Border Keeps Family Apart During Holidays

December 24, 2014 /

border

KARLA MARTINEZ/Coachella Unincorporated

While most students count down the days until winter break, I’ve come to dread the holiday season. That’s because I spend much of my vacation in the back seat of a car, traveling the 101 miles from Coachella, California to Mexicali, Baja California.

For the past three years, my mom, my sister, my brother and I have made the two-hour commute from our home in the eastern Coachella Valley to Mexico because of my stepfather’s legal status — he is unauthorized to be with us in the United States. Ever since my parents divorced eight years ago, it’s impossible for my siblings and I to ever celebrate Christmas in one place.

The craziness starts before Christmas, when my dad takes my siblings and I with him to our grandmother’s house in Coachella. We get to stay with my grandma and my dad until Christmas day. Then on Christmas Day, my dad drives my siblings and I to Calexico, where my mother is already waiting for us (my mother leaves for Mexicali much sooner than my siblings and I do). My mother then drives my siblings and I across the border to Mexicali where we stay until January 8. Then, my mom, my siblings and I pile back into the care to make the two-hour trip from Mexico back to Coachella.
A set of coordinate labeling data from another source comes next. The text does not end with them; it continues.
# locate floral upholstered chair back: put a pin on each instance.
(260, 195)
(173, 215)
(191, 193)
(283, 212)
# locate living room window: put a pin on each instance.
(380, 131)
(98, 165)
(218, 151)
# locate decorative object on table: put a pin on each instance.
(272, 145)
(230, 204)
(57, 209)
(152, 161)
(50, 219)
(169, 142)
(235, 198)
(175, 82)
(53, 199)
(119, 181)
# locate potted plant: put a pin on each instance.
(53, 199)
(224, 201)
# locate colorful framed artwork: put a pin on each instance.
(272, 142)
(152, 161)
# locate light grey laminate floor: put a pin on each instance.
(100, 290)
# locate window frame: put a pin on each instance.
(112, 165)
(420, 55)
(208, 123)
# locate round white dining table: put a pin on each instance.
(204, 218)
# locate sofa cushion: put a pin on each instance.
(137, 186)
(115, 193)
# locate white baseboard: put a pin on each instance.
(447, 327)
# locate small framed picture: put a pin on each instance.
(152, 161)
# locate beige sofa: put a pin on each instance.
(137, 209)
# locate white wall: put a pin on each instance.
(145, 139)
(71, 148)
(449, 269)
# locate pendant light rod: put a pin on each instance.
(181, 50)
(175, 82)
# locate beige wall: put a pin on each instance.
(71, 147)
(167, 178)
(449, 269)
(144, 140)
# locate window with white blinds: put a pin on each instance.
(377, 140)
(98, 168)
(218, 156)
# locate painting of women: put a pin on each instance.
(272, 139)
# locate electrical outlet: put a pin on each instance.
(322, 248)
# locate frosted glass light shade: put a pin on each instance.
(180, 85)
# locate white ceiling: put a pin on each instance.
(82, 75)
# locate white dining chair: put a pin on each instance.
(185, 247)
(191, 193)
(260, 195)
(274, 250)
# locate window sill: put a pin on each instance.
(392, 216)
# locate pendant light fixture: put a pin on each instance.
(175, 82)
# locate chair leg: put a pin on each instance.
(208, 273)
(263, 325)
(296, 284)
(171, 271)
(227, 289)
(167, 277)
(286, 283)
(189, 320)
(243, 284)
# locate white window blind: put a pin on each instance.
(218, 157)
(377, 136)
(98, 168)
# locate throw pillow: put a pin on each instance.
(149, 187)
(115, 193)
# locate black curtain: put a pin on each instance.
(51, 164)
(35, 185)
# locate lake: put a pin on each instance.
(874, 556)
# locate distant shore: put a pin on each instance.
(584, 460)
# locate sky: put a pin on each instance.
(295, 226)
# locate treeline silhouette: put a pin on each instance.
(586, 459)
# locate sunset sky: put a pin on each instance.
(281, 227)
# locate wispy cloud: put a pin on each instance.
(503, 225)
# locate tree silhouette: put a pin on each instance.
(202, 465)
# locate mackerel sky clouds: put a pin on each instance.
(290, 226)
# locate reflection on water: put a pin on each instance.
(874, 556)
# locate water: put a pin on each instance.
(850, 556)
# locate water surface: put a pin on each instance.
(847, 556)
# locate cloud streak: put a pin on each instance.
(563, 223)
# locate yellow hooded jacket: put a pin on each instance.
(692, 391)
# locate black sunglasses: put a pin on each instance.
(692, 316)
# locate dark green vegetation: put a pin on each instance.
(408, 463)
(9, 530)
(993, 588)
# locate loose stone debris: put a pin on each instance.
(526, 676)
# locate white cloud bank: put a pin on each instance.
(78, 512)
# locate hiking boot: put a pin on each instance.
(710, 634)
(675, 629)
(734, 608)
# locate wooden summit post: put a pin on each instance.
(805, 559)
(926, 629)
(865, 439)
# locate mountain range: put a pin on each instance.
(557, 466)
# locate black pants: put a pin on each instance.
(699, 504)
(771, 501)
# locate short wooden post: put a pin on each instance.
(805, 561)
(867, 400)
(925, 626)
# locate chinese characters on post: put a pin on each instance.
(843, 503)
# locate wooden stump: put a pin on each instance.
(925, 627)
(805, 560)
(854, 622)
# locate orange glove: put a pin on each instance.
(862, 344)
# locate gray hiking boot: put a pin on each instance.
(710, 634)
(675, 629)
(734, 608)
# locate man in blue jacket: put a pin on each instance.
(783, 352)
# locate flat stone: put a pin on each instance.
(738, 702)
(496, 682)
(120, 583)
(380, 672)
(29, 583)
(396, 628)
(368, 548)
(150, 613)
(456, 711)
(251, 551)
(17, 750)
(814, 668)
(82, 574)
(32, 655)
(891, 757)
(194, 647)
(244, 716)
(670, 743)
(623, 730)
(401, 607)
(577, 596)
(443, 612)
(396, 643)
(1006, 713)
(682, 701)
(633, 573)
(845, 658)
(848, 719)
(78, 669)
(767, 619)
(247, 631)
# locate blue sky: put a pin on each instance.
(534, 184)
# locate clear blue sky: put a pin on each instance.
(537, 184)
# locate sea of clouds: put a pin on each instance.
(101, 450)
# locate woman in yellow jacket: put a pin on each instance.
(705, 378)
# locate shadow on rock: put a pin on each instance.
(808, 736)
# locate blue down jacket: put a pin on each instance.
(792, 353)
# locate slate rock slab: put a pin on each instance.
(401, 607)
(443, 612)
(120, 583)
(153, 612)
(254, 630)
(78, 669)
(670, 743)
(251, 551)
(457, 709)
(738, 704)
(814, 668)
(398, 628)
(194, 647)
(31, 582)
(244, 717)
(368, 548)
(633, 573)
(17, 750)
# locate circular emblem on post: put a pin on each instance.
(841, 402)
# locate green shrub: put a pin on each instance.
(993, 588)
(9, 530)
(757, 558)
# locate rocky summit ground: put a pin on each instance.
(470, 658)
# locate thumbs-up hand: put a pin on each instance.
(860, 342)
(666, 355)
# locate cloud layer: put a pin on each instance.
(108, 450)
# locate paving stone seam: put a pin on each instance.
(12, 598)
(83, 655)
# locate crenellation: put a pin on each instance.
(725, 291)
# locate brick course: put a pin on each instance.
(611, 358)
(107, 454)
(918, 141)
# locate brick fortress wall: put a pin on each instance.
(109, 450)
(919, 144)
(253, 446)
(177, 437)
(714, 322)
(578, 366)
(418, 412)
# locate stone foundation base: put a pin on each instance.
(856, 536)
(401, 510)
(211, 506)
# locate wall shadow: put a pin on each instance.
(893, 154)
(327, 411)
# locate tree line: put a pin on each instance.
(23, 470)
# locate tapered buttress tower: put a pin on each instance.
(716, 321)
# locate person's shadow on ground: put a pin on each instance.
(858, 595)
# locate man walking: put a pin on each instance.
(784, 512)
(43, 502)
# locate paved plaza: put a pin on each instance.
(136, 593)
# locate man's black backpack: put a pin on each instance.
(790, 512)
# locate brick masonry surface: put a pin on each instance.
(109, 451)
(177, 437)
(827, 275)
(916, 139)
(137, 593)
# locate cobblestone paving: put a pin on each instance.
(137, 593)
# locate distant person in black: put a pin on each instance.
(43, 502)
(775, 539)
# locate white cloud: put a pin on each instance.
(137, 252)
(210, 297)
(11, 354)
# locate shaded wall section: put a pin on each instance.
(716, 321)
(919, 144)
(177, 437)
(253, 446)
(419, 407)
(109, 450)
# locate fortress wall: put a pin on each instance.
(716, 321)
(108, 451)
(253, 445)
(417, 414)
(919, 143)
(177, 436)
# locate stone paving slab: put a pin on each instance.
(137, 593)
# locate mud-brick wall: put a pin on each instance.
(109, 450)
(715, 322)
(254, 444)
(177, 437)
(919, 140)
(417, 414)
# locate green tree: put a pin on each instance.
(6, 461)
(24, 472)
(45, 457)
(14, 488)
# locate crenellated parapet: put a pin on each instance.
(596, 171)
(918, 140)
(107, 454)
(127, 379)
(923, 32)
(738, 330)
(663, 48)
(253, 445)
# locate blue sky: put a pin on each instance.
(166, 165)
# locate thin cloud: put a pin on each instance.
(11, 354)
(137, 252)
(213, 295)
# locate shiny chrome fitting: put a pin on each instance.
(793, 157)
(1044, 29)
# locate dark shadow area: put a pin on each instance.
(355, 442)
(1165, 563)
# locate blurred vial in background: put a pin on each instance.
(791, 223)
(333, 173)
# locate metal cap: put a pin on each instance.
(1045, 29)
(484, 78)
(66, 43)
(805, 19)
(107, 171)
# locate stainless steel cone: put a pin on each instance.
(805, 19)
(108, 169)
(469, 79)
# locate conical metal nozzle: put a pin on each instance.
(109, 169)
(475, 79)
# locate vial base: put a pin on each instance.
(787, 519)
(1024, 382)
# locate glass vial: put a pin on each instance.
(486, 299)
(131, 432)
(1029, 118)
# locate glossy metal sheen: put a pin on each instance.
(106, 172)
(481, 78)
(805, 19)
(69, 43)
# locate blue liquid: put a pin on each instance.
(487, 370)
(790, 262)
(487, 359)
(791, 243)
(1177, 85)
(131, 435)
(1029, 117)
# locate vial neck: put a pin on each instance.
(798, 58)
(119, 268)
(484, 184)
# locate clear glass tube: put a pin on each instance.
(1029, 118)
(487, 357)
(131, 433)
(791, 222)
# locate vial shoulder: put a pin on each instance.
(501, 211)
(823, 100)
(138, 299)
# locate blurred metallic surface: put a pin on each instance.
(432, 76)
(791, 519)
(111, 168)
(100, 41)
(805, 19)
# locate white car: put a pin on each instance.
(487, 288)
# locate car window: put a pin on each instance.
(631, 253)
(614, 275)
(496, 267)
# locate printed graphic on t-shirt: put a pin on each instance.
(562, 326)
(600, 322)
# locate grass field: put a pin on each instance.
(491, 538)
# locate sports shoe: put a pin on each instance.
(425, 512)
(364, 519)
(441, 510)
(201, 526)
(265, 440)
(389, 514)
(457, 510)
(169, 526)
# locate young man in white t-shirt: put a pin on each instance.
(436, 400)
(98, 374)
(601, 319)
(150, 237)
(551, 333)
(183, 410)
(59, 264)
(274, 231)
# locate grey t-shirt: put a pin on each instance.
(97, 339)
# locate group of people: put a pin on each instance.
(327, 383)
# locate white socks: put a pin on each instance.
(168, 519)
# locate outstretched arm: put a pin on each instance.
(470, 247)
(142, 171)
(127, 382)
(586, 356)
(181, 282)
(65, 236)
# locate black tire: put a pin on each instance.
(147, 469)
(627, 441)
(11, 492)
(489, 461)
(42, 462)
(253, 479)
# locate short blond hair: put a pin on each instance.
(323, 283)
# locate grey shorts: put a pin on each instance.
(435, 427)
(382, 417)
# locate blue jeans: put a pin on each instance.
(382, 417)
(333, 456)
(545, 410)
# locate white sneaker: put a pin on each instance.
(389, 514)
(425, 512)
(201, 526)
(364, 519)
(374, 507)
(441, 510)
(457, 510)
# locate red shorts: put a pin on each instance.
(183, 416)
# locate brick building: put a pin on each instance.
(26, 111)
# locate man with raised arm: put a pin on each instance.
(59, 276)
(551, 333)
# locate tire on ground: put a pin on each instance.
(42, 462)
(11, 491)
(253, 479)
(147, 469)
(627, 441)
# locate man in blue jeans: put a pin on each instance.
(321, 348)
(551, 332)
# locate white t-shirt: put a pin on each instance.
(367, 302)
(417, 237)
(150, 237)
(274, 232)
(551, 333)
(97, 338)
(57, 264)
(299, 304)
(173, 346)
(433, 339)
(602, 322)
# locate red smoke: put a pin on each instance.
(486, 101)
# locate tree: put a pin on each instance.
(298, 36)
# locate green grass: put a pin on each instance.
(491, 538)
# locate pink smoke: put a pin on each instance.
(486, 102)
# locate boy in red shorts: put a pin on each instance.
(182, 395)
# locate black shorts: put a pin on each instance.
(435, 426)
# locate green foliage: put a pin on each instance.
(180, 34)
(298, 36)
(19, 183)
Christmas is supposed to be a time when families get together, but our family has been spread out across two countries for the past three years. My sister and I talk about how we miss eating tamales together as a family, and we miss opening presents in only one home.

Over the years, my grandmother has grown tired of us being separated. She tells me her house feels empty when my siblings and I aren’t there. She said she hates that we have to be scattered during the holidays. For New Year’s Eve, my siblings and I have to call my grandmother since we cannot be with her in person.

My stepfather’s legal status doesn’t just affect our family during the holiday season. We’ve spent close to $10,000 since 2011 to support his legal process, and this year we sent in his

final fee waiver. Because my stepfather has a clean record, it’s frustrating that his case is still not resolved.

Every year, my mother tells us that someday our family will be together again. She said our first Christmas when my stepfather is back home will be filled with decorations and our own Christmas tree, and the whole family will finally be together in one place.

My siblings and I dream that day when the chaotic traveling will come to an end. But until then, we will keep traveling the 101 miles from Coachella to Mexicali.